There is only one NoSQL system I would consider reasonably competent at complex queries: GraphQL. GraphQL systems can associate data types with specific data fields, and provide functions to retrieve selected fields of a document. Its query API supports complex operations, such as filtering documents based on a set of matching fields and selectively returning a subset of fields from matching documents. GraphQL’s main analytics shortcoming is its lack of expressive power to join two disparate datasets based on the value of specific fields in those two datasets. Most analytical queries need this ability to join multiple data sources at query time.
Choosing the Best Tool for the Job – SQL
In technology as in life, every job has a tool that is best designed for it. For complex analytical queries, SQL is unquestionably the best tool. SQL has a rich set of powerful commands developed over half a century. It is easy to create queries, and even easier to tune and optimize them in order to accelerate results, shrink intermediate tables and reduce query costs.

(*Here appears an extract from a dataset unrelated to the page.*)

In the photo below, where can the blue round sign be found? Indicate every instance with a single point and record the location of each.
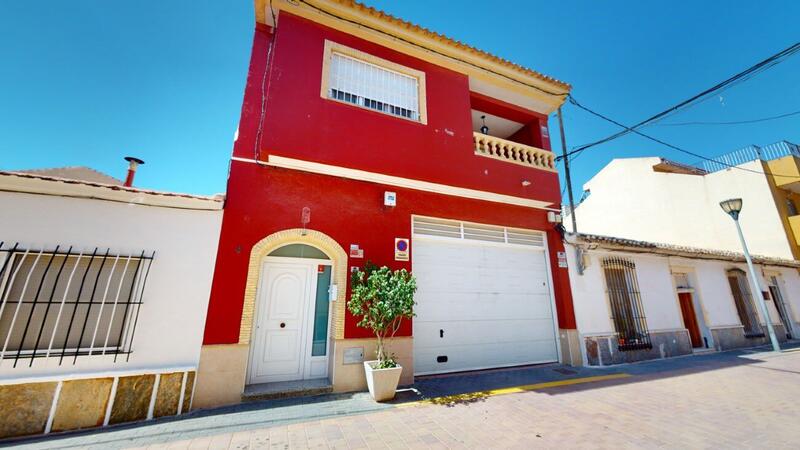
(402, 245)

There are some myths about SQL databases, but they are based on legacy relational systems from the 1990s. The truth is that modern cloud native SQL databases support all of the key features necessary for real-time analytics, including:
- Mutable data for incredibly fast data ingestion and smooth handling of late-arriving events.
- Flexible schemas that can adjust automatically based on the structure of the incoming streaming data.
- Instant scaleup of data writes or queries to handle bursts of data.
SQL remains incredibly popular, ranking among the most in-demand of all programming languages. As we’ve seen, it supports complex queries, which are a requirement for modern, real-time data analytics. By contrast, NoSQL databases are weak in executing joins and other complex query commands. Plus, finding an expert in a lesser-known custom query language can be time-consuming and expensive.
The bottom line is that you’ll have no problem finding skilled data engineers and data ops folks who know SQL and its capabilities with complex queries. And they’ll be able to put that knowledge and power to use, propelling your organization’s leap from batch to real-time analytics.
Dhruba Borthakur is CTO and co-founder of Rockset and is responsible for the company’s technical direction. He was an engineer on the database team at Facebook, where he was the founding engineer of the RocksDB data store. Earlier at Yahoo, he was one of the founding engineers of the Hadoop Distributed File System. He was also a contributor to the open source Apache HBase project.